Na Inglaterra, o Natal reserva uma tradição curiosa, antiga e pouco conhecida fora da Europa. No centro da mesa, mais precisamente dentro da sobremesa, aparece uma moeda. Não como enfeite nem brincadeira, mas como símbolo de sorte, prosperidade e continuidade. Trata-se do costume de esconder um sixpence de prata no Christmas pudding, ritual que atravessou séculos e ainda hoje desperta atenção de colecionadores.
O Christmas pudding é uma sobremesa pesada, feita com frutas secas, gordura, açúcar e especiarias. A receita começa semanas antes do Natal, no chamado Stir-Up Sunday, o último domingo antes do Advento. Nesse dia, a família se reúne para preparar a massa. Cada pessoa mexe a mistura uma vez, sempre no sentido de leste para oeste, em referência ao caminho dos Três Reis Magos até o nascimento de Jesus. Durante o gesto, faz-se um pedido silencioso. Só então a moeda é colocada na massa.

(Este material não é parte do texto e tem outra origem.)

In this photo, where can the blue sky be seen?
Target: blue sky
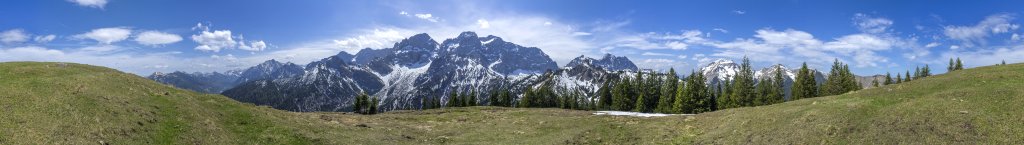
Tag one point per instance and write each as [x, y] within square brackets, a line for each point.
[872, 36]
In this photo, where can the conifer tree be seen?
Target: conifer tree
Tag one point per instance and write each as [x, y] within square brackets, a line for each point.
[639, 107]
[373, 105]
[889, 79]
[778, 88]
[668, 96]
[622, 96]
[472, 98]
[604, 95]
[898, 80]
[906, 78]
[764, 90]
[960, 64]
[527, 97]
[916, 73]
[742, 86]
[805, 86]
[358, 103]
[926, 71]
[453, 99]
[951, 66]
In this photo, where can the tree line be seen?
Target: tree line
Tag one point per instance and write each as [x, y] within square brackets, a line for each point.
[666, 93]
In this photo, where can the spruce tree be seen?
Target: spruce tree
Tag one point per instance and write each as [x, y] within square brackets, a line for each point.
[916, 73]
[906, 78]
[622, 96]
[778, 88]
[604, 94]
[639, 107]
[763, 89]
[960, 64]
[898, 80]
[357, 104]
[453, 99]
[805, 86]
[668, 96]
[889, 79]
[373, 105]
[742, 86]
[926, 71]
[951, 65]
[471, 101]
[527, 97]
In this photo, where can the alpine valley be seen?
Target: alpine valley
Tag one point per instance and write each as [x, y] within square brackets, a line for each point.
[420, 66]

O uso do sixpence se consolidou no século 19, durante o reinado da rainha Vitória. A influência do príncipe Albert, de origem alemã, ajudou a reforçar costumes domésticos ligados ao Natal e à família. A pequena moeda de prata, já comum no cotidiano britânico, passou a representar boa fortuna para quem a encontrasse no prato no dia 25 de dezembro. A crença dizia que o sortudo teria dinheiro e estabilidade ao longo do ano seguinte.

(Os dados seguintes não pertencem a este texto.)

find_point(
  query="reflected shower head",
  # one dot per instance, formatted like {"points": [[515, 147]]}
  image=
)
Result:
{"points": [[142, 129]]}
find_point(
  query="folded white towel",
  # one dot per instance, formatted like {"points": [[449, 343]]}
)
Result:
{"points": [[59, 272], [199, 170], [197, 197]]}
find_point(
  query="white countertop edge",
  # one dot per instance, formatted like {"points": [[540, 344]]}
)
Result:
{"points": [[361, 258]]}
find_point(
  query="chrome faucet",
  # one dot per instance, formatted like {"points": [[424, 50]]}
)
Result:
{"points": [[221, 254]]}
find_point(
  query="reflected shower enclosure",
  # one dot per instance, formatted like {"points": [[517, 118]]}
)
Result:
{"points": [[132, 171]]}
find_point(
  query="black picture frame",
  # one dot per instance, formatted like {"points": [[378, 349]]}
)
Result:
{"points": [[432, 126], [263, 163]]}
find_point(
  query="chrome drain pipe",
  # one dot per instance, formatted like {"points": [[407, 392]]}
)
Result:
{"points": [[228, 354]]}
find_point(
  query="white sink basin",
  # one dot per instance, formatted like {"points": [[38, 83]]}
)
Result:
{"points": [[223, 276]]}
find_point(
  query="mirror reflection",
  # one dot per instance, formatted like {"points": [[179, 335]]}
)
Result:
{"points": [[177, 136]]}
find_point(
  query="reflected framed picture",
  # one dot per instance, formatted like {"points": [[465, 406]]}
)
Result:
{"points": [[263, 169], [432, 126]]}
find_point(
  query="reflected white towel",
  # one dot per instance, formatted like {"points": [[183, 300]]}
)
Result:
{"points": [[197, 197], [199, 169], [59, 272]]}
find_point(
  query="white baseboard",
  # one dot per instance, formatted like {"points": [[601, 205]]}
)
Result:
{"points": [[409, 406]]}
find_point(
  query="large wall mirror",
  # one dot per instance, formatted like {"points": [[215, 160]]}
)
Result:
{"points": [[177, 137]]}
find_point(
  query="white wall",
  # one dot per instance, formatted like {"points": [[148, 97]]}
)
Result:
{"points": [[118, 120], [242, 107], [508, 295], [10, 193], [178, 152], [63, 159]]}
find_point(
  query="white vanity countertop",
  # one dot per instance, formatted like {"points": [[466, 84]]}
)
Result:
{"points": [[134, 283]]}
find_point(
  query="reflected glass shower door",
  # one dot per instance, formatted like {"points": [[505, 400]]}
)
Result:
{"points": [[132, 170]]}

Antes da popularização do sixpence, outras moedas chegaram a ser usadas, como farthings e threepence, quase sempre em prata. O material não era escolha casual. A prata resiste melhor ao longo cozimento do pudim e não reage com os ingredientes ácidos da receita. Ainda assim, o costume exigia cuidado. Comer o pudim significava mastigar devagar, atento à possibilidade de encontrar a moeda a qualquer momento.
Com o passar do tempo, a tradição ganhou variações. Algumas famílias passaram a incluir outros pequenos objetos de prata, cada um com um significado específico. Um dedal simbolizava economia, uma âncora representava segurança, um pequeno osso em forma de “Y” indicava sorte. A moeda, no entanto, permaneceu como o símbolo principal, associada diretamente à prosperidade material.
O fim das moedas de prata em circulação, no século 20, colocou o costume em risco. As novas ligas metálicas reagiam com os ingredientes do pudim e podiam oferecer riscos à saúde. Para preservar a tradição, muitas famílias recorreram a sixpences antigos, guardados especialmente para esse uso, ou passaram a embrulhar a moeda antes de colocá-la na massa. Nos últimos anos, a Royal Mint voltou a cunhar sixpences comemorativos, justamente para manter vivo o ritual.
Para a numismática, o costume inglês do pudim de Natal revela um aspecto pouco lembrado das moedas: seu papel simbólico. Ali, o dinheiro deixa de ser meio de troca e passa a funcionar como amuleto, promessa e herança cultural. A pequena peça de prata não compra nada, mas carrega a expectativa de um ano melhor.
Em um país que transformou moedas em tradição doméstica, o Natal mostra que a história do dinheiro não se limita a cofres, álbuns ou vitrines. Às vezes, ela aparece escondida no prato, no fim da ceia, aguardando quem tenha sorte — e atenção — para encontrá-la.